After exposing rat embryonic cells to 20 mg/mL of silver nanoparticle (NP) suspension and their released ions for different time periods, silver nanoparticles were found in cellular nuclei, mitochondria, cytoplasm and lysosomes by transmission electron microscopy (TEM). We also observed Global gene expression analysis showed a total of 279 genes that were up-regulated and 389 genes that were down-regulated in the silver-NP suspension exposure group, while 3 genes were up-regulated and 41 genes were down-regulated in the silver ion exposure group. Further, the GO pathway analysis suggested that these differentially expressed genes are involved in several biological processes, such as energy metabolism, oxygen transport, enzyme activities, molecular binding, etc. It is possible that inhibition of oxygen transport is mediated by the significant down-regulation of genes of the globin family, which might play an important role in silver ion-induced toxicity. KEGG pathway analysis showed that there were 23 signal pathways that were affected in the cells after exposure to silver-NP suspension, but not silver ion alone.
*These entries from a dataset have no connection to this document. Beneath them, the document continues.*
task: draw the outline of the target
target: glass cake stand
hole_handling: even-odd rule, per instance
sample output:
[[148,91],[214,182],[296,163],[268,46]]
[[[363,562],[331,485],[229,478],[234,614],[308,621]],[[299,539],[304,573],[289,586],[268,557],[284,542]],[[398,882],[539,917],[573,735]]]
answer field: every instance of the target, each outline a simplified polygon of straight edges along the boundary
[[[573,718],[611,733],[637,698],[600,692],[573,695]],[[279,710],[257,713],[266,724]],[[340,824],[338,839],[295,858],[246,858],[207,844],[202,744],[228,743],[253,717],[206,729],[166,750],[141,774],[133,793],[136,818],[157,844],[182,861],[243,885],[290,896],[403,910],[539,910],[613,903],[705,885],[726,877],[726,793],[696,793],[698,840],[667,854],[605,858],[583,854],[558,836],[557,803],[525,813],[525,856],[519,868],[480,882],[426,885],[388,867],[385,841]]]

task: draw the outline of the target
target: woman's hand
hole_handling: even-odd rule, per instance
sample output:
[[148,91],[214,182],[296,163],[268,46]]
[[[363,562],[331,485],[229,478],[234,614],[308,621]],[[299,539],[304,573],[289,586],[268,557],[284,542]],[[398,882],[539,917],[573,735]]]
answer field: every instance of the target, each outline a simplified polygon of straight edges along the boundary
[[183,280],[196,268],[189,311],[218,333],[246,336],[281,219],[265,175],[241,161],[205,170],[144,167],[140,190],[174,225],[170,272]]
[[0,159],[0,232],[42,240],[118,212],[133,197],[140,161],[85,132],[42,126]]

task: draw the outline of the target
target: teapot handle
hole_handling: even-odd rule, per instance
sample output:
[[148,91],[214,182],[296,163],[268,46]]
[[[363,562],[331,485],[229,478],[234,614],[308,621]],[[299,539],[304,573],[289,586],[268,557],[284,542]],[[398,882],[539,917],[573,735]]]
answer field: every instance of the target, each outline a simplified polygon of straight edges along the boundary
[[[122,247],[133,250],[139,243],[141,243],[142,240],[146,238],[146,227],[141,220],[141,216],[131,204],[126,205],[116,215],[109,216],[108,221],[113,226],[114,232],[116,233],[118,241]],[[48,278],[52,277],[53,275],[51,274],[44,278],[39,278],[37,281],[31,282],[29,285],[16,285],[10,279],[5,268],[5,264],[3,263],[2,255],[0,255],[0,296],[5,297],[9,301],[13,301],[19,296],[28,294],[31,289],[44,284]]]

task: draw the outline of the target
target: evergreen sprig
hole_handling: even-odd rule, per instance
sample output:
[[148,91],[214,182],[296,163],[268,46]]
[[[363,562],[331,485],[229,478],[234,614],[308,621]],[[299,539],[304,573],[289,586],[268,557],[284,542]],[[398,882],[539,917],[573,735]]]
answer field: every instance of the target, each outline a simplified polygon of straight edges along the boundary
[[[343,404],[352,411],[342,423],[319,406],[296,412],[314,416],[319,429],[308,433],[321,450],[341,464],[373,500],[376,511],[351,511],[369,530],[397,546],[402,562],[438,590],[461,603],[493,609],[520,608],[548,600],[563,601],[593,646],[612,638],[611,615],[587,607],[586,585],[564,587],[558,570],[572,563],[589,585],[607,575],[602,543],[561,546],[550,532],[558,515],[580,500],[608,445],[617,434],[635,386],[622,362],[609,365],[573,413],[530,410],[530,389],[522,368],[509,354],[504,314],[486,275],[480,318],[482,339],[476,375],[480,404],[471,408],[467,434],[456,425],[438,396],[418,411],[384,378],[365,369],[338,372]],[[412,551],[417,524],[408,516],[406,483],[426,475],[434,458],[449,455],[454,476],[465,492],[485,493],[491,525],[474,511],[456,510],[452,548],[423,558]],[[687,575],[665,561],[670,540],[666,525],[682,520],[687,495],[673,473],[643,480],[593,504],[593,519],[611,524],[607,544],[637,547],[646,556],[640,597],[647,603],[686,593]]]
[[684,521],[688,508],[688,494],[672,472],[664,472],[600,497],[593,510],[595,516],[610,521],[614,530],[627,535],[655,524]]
The most significant change concerned inflammatory signal pathways, which were only found in silver-NP suspension exposed cells, indicating that inflammatory response might play an important role in the mechanism(s) of silver-NP-induced toxicity. The significant up-regulation of matrix metalloproteinases 3 and 9 suggests that silver NPs could induce extracellular matrix degradation via an inflammatory signaling pathway. The significant up-regulation of secretory leukocyte peptidase inhibitor and serine protease inhibitor 2c was considered to be an embryonic cellular defense mechanism in response to silver-NP-induced inflammation.